What's more, says Waite, the recently and not-so-recently divorced women were more likely than the marrieds to be depressed, anxious, and to feel less satisfied with their life and health overall. And there's every reason to believe that these findings would hold true for men, she tells WebMD.

Still, getting divorced does not necessarily mean that you will become ill. "These are tendencies, not absolutes," says Waite. "Not everybody is going to have these consequences."

One of the best things a divorced person can do to increase his or her overall health is to find someone -- whether a counselor, a friend, a parent, or a support group -- to confide in.
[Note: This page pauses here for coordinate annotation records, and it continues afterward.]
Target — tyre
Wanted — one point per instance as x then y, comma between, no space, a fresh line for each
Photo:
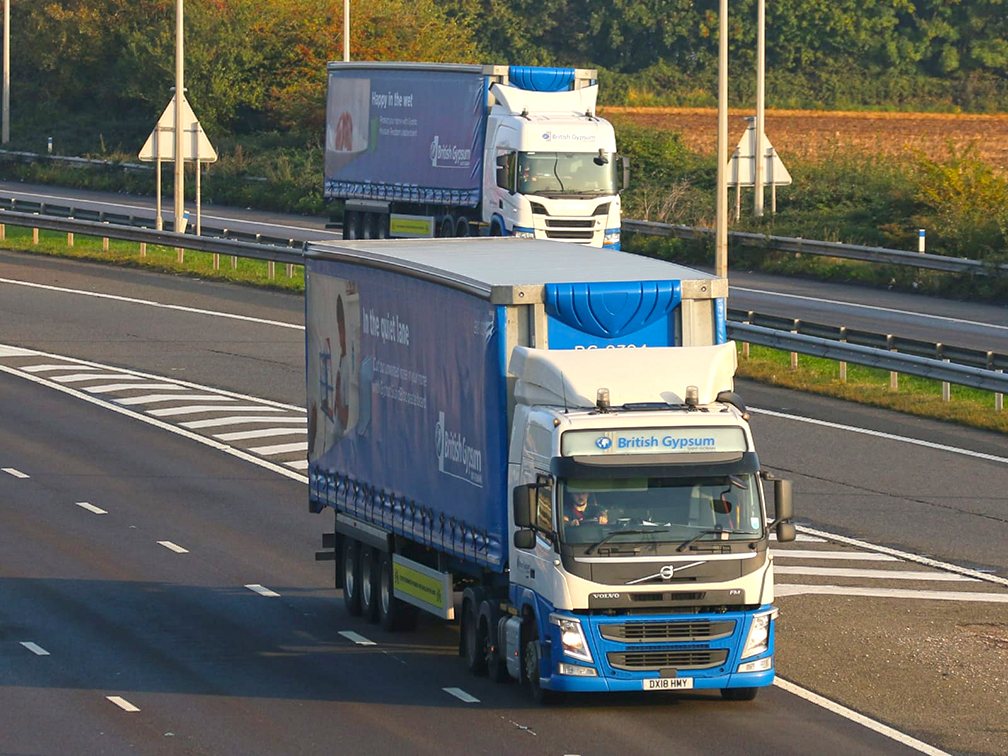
350,572
474,639
739,694
369,584
393,614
Being able to openly discuss problems and feelings with someone who'll listen is critical to remaining healthy, says Waite.

Of course there is never a guarantee when you say, "I do," but if you'd like to improve your odds against the heartache and health risks of divorce, keep this in mind: "The older you are at [the time of] marriage, the more likely your marriage will last," says Bramlett. "And being younger may help you get remarried, but it doesn't help you stay remarried."

Bramlett tells WebMD that a follow-up CDC study now under way, which includes men, may help clarify the reasons behind these significant differences in marital success.